D’après
un article publié par la revue Science, aucune étude scientifique sérieuse ne
montre qu’une éducation "unisexe" améliore les résultats scolaires
des enfants. En revanche, elle renforce les stéréotypes liés au sexe.
Les
garçons sont meilleurs en maths, moins sensibles au bruit, préfèrent l’action
et le mouvement. Les filles préfèrent la douceur, la lecture et les poupées. En se basant sur ce genre
d’affirmations, une école de la banlieue de Saint-Louis, aux Etats-Unis, a
décidé de séparer filles et garçons dans des classes différentes.
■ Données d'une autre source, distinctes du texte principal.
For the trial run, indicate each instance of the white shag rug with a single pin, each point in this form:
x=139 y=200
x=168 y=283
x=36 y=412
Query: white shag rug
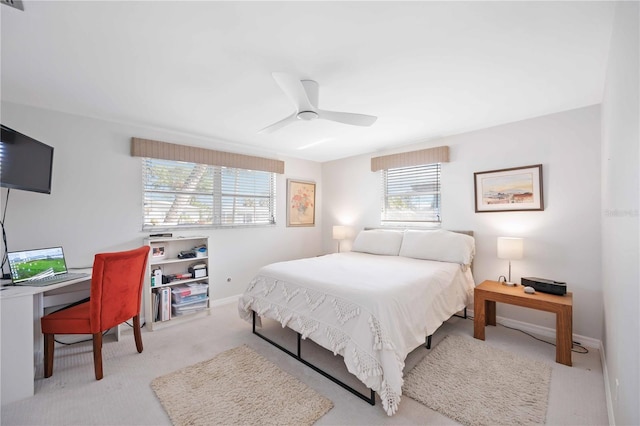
x=238 y=386
x=473 y=383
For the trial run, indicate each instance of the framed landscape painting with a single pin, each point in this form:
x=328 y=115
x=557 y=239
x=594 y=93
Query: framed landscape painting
x=515 y=189
x=301 y=203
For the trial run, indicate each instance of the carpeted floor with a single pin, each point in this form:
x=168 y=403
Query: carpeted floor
x=238 y=387
x=478 y=385
x=72 y=396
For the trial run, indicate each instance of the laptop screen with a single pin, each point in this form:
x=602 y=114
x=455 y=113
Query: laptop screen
x=34 y=264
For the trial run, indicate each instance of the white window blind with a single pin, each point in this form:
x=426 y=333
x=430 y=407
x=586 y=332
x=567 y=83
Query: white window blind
x=411 y=194
x=179 y=194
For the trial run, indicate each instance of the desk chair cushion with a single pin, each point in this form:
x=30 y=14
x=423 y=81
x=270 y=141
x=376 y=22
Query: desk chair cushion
x=116 y=293
x=74 y=320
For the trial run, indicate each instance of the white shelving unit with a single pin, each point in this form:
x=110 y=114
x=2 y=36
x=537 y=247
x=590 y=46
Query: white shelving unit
x=165 y=254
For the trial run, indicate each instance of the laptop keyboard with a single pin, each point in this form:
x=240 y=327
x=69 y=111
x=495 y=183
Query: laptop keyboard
x=54 y=279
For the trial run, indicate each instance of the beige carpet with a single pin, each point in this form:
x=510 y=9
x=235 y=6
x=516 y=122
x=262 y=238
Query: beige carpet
x=238 y=386
x=473 y=383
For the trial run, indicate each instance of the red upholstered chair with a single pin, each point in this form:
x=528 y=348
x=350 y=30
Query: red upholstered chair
x=116 y=292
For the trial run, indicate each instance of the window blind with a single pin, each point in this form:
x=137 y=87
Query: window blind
x=181 y=194
x=411 y=194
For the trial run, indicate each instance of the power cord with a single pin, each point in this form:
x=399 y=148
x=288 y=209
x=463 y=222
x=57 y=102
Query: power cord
x=5 y=257
x=581 y=349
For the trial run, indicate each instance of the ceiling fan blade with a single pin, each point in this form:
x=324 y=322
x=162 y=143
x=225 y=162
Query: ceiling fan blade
x=279 y=124
x=347 y=117
x=294 y=89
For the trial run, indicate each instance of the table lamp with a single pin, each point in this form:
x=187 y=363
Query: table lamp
x=510 y=248
x=339 y=233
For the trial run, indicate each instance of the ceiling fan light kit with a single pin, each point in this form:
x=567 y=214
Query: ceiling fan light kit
x=304 y=96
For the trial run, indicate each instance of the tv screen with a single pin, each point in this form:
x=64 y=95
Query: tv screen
x=25 y=163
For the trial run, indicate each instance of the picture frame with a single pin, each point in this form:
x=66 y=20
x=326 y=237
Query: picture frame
x=301 y=203
x=157 y=251
x=507 y=190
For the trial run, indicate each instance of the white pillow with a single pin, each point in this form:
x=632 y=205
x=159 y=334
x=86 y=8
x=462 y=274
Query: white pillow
x=378 y=241
x=440 y=245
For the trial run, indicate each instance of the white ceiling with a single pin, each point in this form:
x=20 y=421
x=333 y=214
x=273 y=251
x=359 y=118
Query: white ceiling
x=426 y=69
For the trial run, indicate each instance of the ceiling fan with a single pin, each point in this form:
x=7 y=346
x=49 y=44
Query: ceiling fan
x=304 y=95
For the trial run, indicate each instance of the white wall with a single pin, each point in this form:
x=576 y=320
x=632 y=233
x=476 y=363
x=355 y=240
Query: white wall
x=620 y=192
x=96 y=200
x=562 y=242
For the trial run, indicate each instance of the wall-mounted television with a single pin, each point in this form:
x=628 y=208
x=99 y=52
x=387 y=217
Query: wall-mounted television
x=25 y=163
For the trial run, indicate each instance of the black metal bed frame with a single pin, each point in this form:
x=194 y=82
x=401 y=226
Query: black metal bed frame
x=298 y=355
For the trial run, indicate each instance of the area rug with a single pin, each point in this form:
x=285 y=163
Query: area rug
x=238 y=386
x=473 y=383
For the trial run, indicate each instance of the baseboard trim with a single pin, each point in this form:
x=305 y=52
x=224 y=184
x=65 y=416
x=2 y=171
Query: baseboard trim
x=547 y=332
x=225 y=301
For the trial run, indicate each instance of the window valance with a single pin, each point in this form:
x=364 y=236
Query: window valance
x=438 y=154
x=169 y=151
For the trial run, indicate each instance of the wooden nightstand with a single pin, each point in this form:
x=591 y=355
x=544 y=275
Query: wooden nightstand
x=489 y=292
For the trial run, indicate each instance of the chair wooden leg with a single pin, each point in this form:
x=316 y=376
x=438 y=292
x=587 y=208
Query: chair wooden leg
x=48 y=355
x=137 y=333
x=97 y=355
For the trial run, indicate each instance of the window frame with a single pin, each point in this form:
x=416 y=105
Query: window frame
x=216 y=210
x=429 y=218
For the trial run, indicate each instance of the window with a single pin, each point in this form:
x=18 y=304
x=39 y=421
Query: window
x=180 y=194
x=411 y=194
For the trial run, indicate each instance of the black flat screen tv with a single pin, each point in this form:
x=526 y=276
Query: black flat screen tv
x=25 y=163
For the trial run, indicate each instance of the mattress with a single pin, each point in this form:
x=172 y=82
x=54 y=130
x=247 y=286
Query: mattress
x=371 y=309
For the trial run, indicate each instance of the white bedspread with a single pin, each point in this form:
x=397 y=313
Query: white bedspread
x=373 y=310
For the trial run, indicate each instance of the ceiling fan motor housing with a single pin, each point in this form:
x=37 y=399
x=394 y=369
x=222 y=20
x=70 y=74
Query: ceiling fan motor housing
x=307 y=115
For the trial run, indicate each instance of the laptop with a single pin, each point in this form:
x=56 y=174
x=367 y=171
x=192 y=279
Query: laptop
x=40 y=267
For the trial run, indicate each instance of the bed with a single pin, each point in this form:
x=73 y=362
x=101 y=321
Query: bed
x=373 y=305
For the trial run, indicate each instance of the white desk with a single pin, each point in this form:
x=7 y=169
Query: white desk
x=21 y=343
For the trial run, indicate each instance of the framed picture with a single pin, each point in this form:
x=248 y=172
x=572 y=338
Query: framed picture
x=506 y=190
x=301 y=203
x=157 y=252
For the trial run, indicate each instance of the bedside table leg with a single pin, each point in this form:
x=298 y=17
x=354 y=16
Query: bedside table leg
x=564 y=336
x=490 y=308
x=479 y=320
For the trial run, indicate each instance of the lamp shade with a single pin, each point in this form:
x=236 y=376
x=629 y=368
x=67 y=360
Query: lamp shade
x=510 y=248
x=339 y=232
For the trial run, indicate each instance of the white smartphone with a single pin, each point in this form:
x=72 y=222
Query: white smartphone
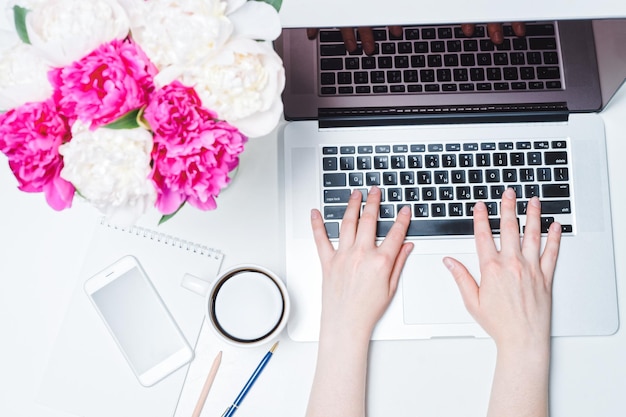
x=139 y=321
En 2009, la
chaîne MSNBC s'est rendu dans cette école où filles et garçons
étudient séparément, dans un environnement censé favoriser leur
développement et améliorer leurs résultats scolaires.
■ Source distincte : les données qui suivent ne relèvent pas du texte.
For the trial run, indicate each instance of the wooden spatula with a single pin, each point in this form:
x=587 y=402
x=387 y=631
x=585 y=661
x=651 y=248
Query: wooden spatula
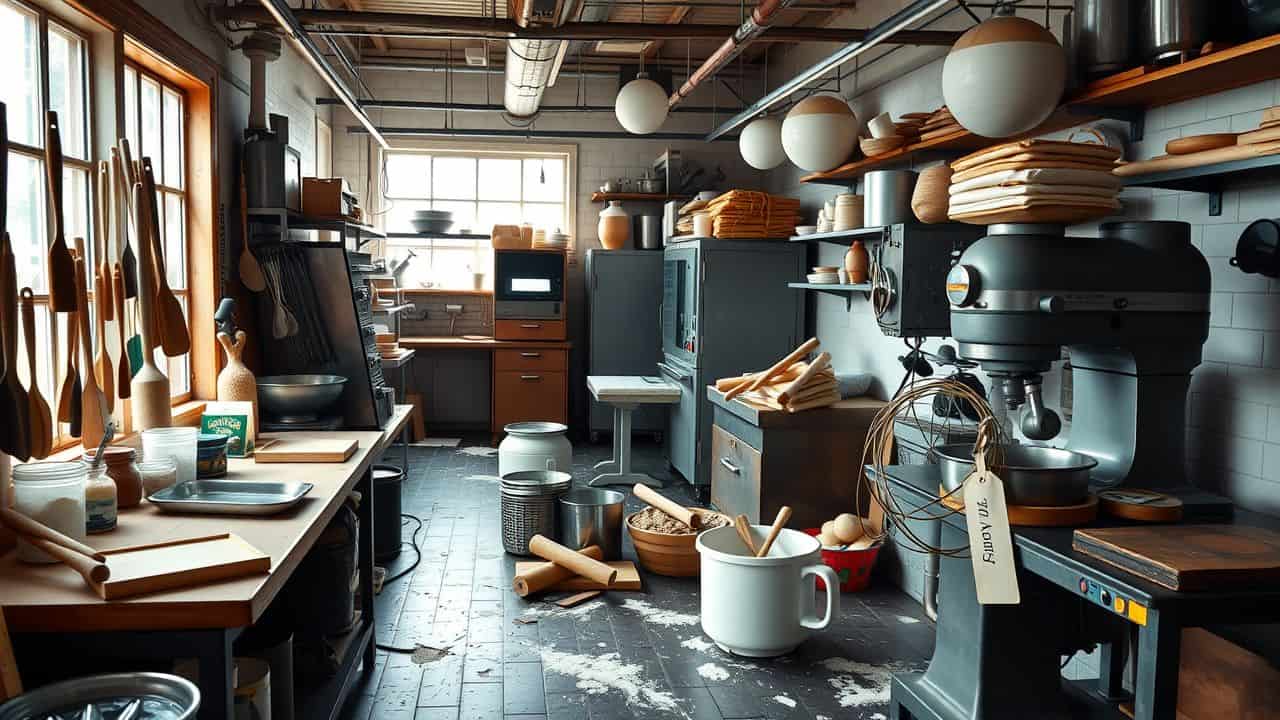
x=62 y=268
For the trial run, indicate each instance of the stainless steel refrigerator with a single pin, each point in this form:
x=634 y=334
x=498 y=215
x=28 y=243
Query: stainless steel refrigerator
x=624 y=295
x=726 y=309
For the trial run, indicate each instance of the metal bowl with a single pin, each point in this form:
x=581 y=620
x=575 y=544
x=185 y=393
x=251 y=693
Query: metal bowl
x=298 y=399
x=1033 y=475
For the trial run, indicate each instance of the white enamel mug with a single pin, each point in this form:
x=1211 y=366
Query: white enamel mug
x=762 y=606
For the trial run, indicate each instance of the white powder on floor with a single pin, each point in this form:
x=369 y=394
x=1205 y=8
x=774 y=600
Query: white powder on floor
x=712 y=671
x=598 y=674
x=659 y=616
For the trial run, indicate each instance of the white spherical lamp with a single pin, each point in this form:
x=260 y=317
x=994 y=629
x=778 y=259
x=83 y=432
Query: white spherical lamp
x=641 y=105
x=760 y=144
x=1004 y=77
x=819 y=132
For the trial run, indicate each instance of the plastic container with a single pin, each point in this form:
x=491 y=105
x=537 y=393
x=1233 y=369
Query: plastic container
x=853 y=566
x=51 y=493
x=179 y=443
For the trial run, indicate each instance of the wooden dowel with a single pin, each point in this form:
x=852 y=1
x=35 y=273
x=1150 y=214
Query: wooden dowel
x=671 y=507
x=548 y=574
x=778 y=523
x=566 y=557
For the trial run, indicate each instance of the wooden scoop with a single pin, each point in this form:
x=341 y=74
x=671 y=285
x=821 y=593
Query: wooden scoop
x=679 y=511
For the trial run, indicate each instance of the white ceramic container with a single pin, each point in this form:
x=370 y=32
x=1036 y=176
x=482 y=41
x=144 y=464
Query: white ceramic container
x=762 y=606
x=535 y=446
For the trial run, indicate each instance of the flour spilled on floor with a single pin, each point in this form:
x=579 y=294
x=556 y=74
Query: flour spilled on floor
x=659 y=616
x=860 y=683
x=598 y=674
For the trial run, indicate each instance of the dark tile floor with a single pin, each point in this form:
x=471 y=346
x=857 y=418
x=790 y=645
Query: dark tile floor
x=621 y=656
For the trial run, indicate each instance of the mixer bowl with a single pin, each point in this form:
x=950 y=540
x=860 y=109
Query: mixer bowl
x=1033 y=475
x=298 y=399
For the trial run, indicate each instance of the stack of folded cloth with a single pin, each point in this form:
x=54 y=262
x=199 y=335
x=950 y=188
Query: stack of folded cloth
x=1034 y=181
x=753 y=214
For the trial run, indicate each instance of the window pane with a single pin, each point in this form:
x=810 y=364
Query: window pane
x=67 y=94
x=408 y=174
x=455 y=178
x=544 y=180
x=27 y=220
x=499 y=180
x=173 y=145
x=19 y=85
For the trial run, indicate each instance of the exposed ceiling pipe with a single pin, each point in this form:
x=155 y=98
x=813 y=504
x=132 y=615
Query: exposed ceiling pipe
x=882 y=32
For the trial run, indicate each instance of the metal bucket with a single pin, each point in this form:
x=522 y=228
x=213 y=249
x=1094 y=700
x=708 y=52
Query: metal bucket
x=592 y=516
x=529 y=506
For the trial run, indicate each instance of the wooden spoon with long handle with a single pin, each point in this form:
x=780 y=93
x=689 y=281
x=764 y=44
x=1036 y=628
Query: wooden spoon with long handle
x=62 y=268
x=40 y=423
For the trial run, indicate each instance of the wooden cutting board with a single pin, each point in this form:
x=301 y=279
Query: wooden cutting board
x=305 y=450
x=179 y=564
x=627 y=579
x=1188 y=557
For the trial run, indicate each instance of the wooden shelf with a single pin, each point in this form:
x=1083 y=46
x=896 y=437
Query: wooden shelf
x=1134 y=90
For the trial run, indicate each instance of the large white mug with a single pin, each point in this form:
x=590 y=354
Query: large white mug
x=762 y=606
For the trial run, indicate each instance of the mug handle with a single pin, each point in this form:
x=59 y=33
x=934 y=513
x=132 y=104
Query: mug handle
x=828 y=577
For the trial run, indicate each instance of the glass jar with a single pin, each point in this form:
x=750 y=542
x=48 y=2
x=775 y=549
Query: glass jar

D'après le New-York Times, il existait aux
Etats-Unis deux écoles séparant filles et garçons au milieu des années 1990.
Aujourd'hui, elles sont plus de 500. La National
association for single sex public education,
qui promeut ce type d'éducation, estime que "si l'on enseigne les mêmes
sujets et de la même manière aux filles et aux garçons, à l'âge de 12 ou 14
ans, nous avons des filles qui pensent que "la géométrie c'est dur",
et des garçons qui trouvent que "l'art et la poésie c'est pour les filles."
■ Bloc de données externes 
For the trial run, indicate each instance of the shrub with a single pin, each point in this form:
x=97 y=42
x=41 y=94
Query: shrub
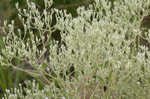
x=97 y=44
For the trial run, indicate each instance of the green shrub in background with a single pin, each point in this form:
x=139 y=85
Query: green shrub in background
x=98 y=45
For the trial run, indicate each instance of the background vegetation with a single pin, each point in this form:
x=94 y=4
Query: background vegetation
x=95 y=57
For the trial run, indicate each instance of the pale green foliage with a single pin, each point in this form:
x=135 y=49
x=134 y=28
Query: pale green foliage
x=98 y=38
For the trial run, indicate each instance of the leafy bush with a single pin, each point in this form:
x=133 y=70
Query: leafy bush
x=100 y=44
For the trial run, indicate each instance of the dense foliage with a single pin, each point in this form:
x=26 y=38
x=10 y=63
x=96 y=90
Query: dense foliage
x=100 y=43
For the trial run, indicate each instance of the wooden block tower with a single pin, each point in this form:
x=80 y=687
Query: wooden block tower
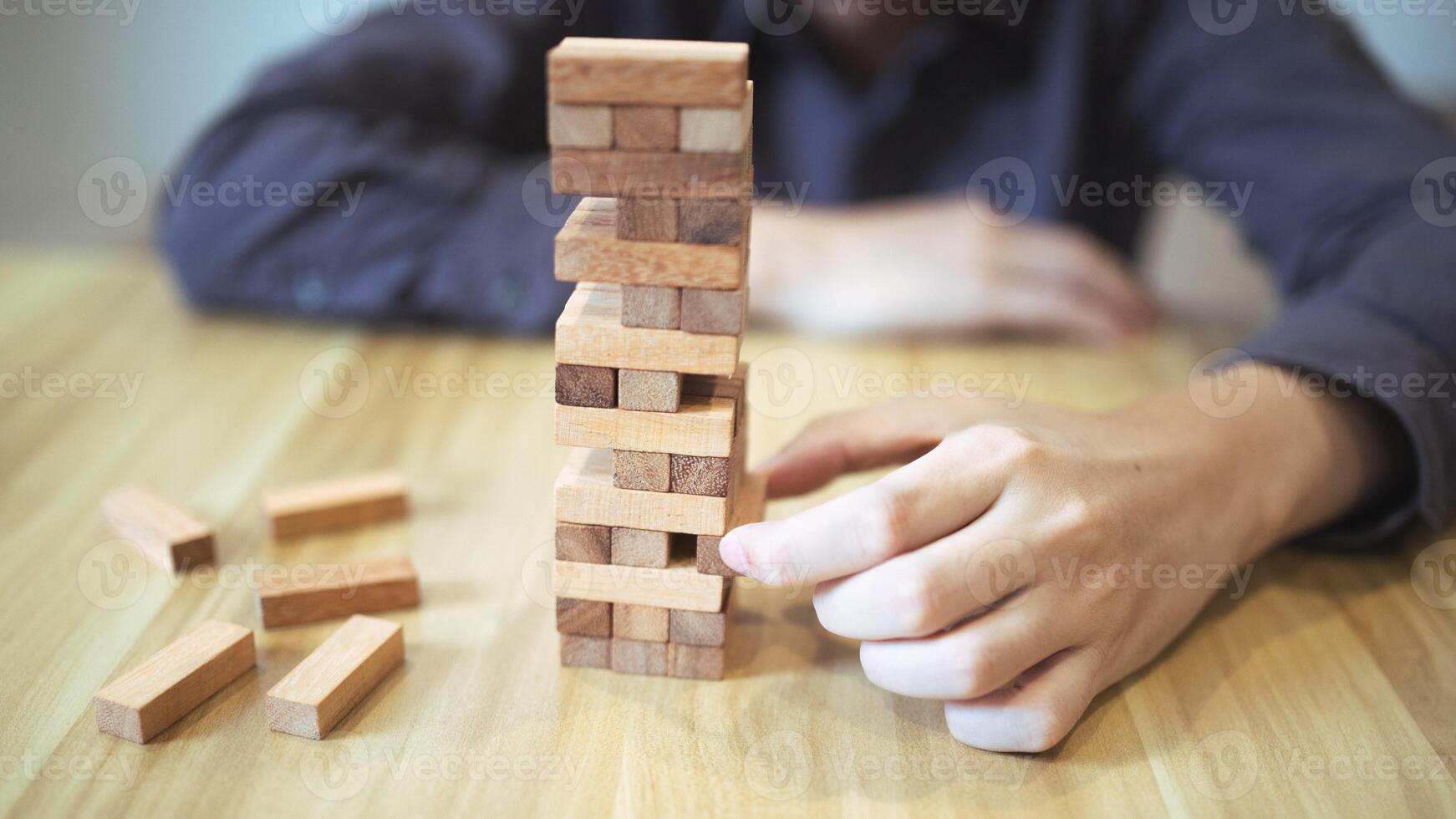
x=657 y=139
Le manque de compréhension des différences entre les sexes a comme conséquence
non intentionnelle de renforcer les stéréotypes. A l'inverse, si vous
comprenez ces différences, vous pouvez les éviter."
Mais un
article récent du magazine Science prend
le contre-pied de l'idée selon laquelle une éducation différenciée est
meilleure pour les enfants."Il n'y a pas d'études bien construites
montrant qu'une éducation "unisexe" améliore les performances
académiques, mais il existe des preuves que la séparation des sexes augmente
les stéréotypes et légitimise le sexisme institutionnalisé."
Cette étude
s'intitule "La pseudo-science de l'éducation séparée des filles et des
garçons". Ses auteurs, tous scientifiques, sont membres de l'American
council for coeducational schooling. Ils demandent au président Barack
Obama de revenir sur une décision prise par l'administration Bush qui a
facilité l'ouverture des classes "unisexes". Il a fallu pour cela
contourner la règle qui empêche l'inégalité de l'éducation.
Le
département de l'Education a pris connaissance de cette étude, et déclaré en
étudier les conséquences. "Quand on parle de séparer les élèves, de les
traiter différemment, on doit le faire en respectant la constitution, et on
veut s'assurer que cela est justifié. Nous voulons nous assurer qu'il existe
des garanties contre la fabrique des stéréotypes."
Parmi les
stéréotypes, l'idée que les filles ne sont pas faites pour les maths. Une
étude américaine montre qu'entre le primaire et le lycée, le nombre de
filles qui disent aimer la science tombe de 66 à 48%. Dans le même intervalle,
celles qui souhaiteraient arrêter l'étude des mathématiques passent de 9 à 50%.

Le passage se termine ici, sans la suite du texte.